The key event of the Ezra-Nehemiah story is found in Nehemiah 8 where it describes reading the Law to the assembled community. The priest, Ezra, read
from early morning until midday, in the presence of the men and the women and those who could understand; and the ears of all the people were attentive to the book of the law.8:3
The readings of “the law” came from the Pentateuch, but we can only guess which passages Ezra might have chosen to read to the people. As Ezra read for these long hours, the text says the priests and the Levites
helped the people to understand the law . . . So they read from the book, from the law of God, with interpretation. They gave the sense, so that the people understood the reading.8:7-8
We Living in The Story readers know something about this, don’t we? All us seekers need guidance as we try to make sense, as we ask our ongoing question: What does this mean? Imagine how these questions must have overwhelmed this people as they listened to the words of their Scripture, maybe for the very first time, “for all the people wept when they heard the words of the law.”
Nehemiah, who was the governor, and Ezra the priest and scribe . . . said to all the people, “This day is holy to the Lord your God; do not mourn or weep.”
Then he said to them, “Go your way, eat the fat and drink sweet wine and send portions of them to those for whom nothing is prepared, for this day is holy to our Lord; and do not be grieved, for the joy of the Lord is your strength.”8:9-10
Opposition, even violent conflict, has characterized the experience of the Jewish people throughout many centuries. Crusades and pogroms, Kristallnacht and Holocaust, private and public terrors—the history of the Jews continues to be woven with too many dark threads.
Rebuilding a life takes a lifetime of work. As I wrote this in 2020, sisters and brothers across the globe were faced with the deep challenges of rebuilding: one hurricane after another devastated parts of several coasts; raging fires destroyed forests, homes, and businesses throughout the west; earthquakes shook the foundations of Mexico; wars and violence in Syria, Central America, across the Middle East and Africa continued to drive people from their homelands, exiled refugees living lives of chaotic uncertainty; rampant pandemic raged with untold death.

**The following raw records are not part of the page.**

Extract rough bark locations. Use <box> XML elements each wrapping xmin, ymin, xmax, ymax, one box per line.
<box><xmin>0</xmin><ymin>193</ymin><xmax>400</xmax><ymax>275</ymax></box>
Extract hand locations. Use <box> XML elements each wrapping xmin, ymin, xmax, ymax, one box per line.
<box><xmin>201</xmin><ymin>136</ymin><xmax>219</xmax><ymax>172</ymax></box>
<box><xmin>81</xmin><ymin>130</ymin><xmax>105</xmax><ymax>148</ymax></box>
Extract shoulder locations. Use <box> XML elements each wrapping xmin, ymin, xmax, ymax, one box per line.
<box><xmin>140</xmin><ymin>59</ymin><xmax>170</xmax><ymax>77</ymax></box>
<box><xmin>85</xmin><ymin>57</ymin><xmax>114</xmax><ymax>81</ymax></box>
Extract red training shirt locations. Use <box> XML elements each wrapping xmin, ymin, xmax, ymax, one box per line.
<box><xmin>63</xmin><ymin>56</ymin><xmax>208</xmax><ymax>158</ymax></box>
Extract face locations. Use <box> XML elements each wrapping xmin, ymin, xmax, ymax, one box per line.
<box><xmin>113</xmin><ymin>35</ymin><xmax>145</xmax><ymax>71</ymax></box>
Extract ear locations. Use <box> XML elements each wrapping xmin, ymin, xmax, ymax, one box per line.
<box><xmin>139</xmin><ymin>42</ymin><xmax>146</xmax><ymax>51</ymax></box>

Nehemiah and Ezra worked together alongside many persistently faithful Jews in the midst of hardship and persecution. Even with so many challenges, Ezra and Nehemiah remind us not to wait until everything is perfect and normal. In the midst of imperfect circumstances, people of faith and hope can still find joy and “peace that passes understanding” (Phil 4:7).
Pleasant circumstances may bring us a measure of happiness that can last for a while, but it is the joy of the Lord that gives us strength to endure.